An older study had unearthed extinction cycles among some ancient organisms, albeit with much larger periods of about 27 million and 62 million years, possibly caused by asteroids and other cosmic agents.
“Sedimentologists have suggested that several patterns in the formation of some types of sedimentary rocks may also reflect ancient Milankovitch cyclicity, but then haven’t had the precise dating system graptolites provide to establish such conclusions so certainly,” Bambach said.
The processed species turnover data also has a bonus for astronomers. Today, stargazers can study variations in Earth’s orbit back to about 50 million years. But the fossil data allows them to infer details of Milankovitch grand cycles up to about 480 million years ago.
However, this assumes that the Milankovitch cycles had the same modern timing about 450 million years ago, which may or may not be true, Bambach said.
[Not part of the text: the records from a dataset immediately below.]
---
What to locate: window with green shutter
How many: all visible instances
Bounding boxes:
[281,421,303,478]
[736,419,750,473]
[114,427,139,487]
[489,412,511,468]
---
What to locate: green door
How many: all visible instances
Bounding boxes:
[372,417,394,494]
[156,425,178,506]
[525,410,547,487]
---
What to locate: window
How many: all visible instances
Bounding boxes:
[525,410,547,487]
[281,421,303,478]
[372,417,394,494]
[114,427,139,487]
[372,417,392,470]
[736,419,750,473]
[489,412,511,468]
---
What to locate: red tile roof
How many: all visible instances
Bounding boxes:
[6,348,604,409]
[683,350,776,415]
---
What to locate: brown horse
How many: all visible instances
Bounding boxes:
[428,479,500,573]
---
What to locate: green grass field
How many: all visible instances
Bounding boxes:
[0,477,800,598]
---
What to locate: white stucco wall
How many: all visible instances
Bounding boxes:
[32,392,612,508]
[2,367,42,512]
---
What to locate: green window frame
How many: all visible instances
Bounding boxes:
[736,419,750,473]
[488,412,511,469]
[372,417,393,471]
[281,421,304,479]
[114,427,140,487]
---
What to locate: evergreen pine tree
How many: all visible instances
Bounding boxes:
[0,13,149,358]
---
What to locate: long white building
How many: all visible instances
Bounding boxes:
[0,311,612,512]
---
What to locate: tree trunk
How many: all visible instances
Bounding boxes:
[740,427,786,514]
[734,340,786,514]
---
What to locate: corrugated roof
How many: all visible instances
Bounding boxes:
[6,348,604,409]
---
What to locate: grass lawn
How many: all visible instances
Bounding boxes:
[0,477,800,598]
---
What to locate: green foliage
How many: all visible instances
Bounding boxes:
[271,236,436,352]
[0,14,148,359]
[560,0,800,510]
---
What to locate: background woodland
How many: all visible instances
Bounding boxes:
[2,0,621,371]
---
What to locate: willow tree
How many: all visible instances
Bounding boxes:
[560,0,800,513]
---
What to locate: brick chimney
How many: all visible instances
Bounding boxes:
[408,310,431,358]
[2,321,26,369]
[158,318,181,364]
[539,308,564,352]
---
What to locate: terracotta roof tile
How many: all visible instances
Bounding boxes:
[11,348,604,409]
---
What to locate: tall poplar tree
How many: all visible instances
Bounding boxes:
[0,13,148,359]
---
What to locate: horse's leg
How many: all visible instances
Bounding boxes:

For David Bapst, an analytical palaeobiologist at the Texas A&M University, College Station, the study raises more questions about which forces are important in driving species diversity. He pointed to another study published earlier this year using the graptoloid dataset, which suggested that about 12% of the change in species diversity arose from how many graptoloid species were present at the time. In other words, diversity increased slowly if variation in global species was higher.
“Given that they find in this new paper that the cyclicity is only responsible for 9-16% of the variation they see in the graptoloid diversification, I’m just left wondering which component is most important, and how accounting for the effect of one impacts the other,” Bapst said.
According to Crampton, this is only one more piece in the puzzle of life on Earth. “But there are still so many things about the richness of life that we don’t understand.”
One question his team is trying to answer is how fast ecosystems recover after major extinction events. The answer is obviously important for today: some studies say we’re already in the middle of a sixth mass extinction. “Our data can help with this question and this is something that we will be working on,” Crampton said.
Lakshmi Supriya is a freelance science writer based in Bengaluru.